Russian media outlets have claimed that calendars featuring President Vladimir Putin's photographs in various poses have reportedly been selling like hot cakes in the UK.
They claim that Putin's calendars "sold out in a few hours" when put on sale in Britain.
However, the BBC found that British stores weren't stocking these calendars and online sales too were limited.
Do you know?
Putin's macho image and cult status
Putin is perceived as a powerful leader who can bring Russia back to its days of former glory. He has attained a cult status due to his macho public image associated with his interest in sports, motorcycles, wild animals and martial arts.
Russian media reports
Russian media: UK can't resist the Putin calendar
Russia's state-run RIA news agency claimed that "the calendar caused great excitement among local residents."
Russian newspaper Izvestia's website wrote, "There are no calendars anymore. They were all bought out in just a few hours."
The Putin calendar is "suddenly fashionable" in the UK, it adds.
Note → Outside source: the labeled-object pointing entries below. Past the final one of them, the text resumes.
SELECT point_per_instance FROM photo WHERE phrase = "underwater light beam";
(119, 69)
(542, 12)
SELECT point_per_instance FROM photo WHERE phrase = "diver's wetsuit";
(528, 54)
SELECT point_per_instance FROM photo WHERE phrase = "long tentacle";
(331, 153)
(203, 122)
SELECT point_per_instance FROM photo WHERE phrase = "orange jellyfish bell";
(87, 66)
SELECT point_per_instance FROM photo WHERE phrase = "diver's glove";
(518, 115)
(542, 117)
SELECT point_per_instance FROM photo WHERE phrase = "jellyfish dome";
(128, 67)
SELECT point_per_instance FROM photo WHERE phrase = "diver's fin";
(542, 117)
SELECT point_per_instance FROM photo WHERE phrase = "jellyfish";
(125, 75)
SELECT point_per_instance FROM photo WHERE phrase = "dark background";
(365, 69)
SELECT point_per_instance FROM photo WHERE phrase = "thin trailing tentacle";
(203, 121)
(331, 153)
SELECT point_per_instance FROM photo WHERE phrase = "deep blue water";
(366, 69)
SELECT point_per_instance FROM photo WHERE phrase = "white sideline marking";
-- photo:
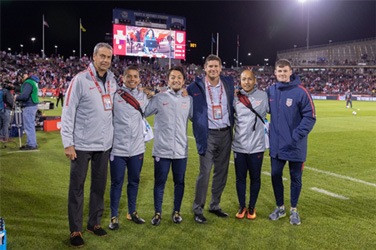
(322, 172)
(269, 174)
(322, 191)
(341, 176)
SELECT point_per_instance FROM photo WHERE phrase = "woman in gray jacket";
(172, 111)
(249, 141)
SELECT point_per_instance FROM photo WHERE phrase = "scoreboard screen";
(148, 42)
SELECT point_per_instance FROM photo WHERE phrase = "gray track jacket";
(85, 123)
(128, 125)
(246, 140)
(172, 112)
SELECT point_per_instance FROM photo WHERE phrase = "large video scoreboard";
(148, 35)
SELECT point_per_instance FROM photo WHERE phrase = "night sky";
(264, 27)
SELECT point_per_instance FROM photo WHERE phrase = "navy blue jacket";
(292, 117)
(200, 122)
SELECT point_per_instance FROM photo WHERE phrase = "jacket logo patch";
(256, 103)
(288, 102)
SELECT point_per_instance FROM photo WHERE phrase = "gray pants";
(78, 172)
(217, 154)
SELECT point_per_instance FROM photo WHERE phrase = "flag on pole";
(213, 40)
(82, 28)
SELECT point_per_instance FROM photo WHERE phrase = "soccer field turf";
(337, 203)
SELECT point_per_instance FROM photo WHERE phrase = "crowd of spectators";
(57, 72)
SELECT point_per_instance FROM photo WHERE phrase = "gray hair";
(101, 45)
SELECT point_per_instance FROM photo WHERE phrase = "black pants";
(78, 172)
(61, 99)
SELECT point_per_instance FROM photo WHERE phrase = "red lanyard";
(96, 82)
(211, 95)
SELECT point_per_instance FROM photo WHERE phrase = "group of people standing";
(102, 122)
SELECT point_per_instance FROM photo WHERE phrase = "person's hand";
(70, 152)
(149, 92)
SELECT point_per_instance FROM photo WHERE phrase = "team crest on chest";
(288, 102)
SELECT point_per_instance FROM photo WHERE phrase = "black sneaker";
(114, 224)
(200, 218)
(27, 147)
(97, 230)
(76, 239)
(176, 218)
(156, 220)
(136, 218)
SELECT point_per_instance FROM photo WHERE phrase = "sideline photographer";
(30, 100)
(6, 105)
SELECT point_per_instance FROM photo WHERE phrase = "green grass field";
(337, 203)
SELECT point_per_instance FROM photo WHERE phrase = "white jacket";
(172, 112)
(85, 123)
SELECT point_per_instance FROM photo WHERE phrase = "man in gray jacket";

Moscow's TV5 reported, "Reviewers of the merchandise are in awe of the Russian president's way of life."
British media reports
'Vladimir Poutin': How the UK media covered the Putin calendar
As opposed to Russian media coverage which focused on how Britons love the calendar, British media in its characteristic style, poked fun at it.
The Daily Star termed it "hilarious" and called the Russian president 'Vladimir Poutin'.
The Sun took a jibe at how the calendar was being marketed as a "great gift" and a "valuable collectible."
Is Russian media playing the fake news game?
None of the marketplaces selling Putin calendars, including Amazon and eBay are based in the UK. In fact, its largest seller is based in Russia itself.
While they have sold hundreds of copies, there is no definitive proof that all/most of the customers are Britons.
Moreover, Russian media has misquoted Daily Mirror as stating that Britons bought all the calendars.
Is this fake news?
Critic: Russia needs to get over its 'inferiority complex'
Russian journalist Alexey Kovalev writes, "We really have to do something with this mass inferiority complex, you can't want praise from foreigners so desperately and make it up if you're not praised."
Kovalev points to the fact that the source does not mention that the calendars were selling like hotcakes.
"It is an invention of the 'vatnie' (pro-Kremlin) cotton-woollen chroniclers," he adds.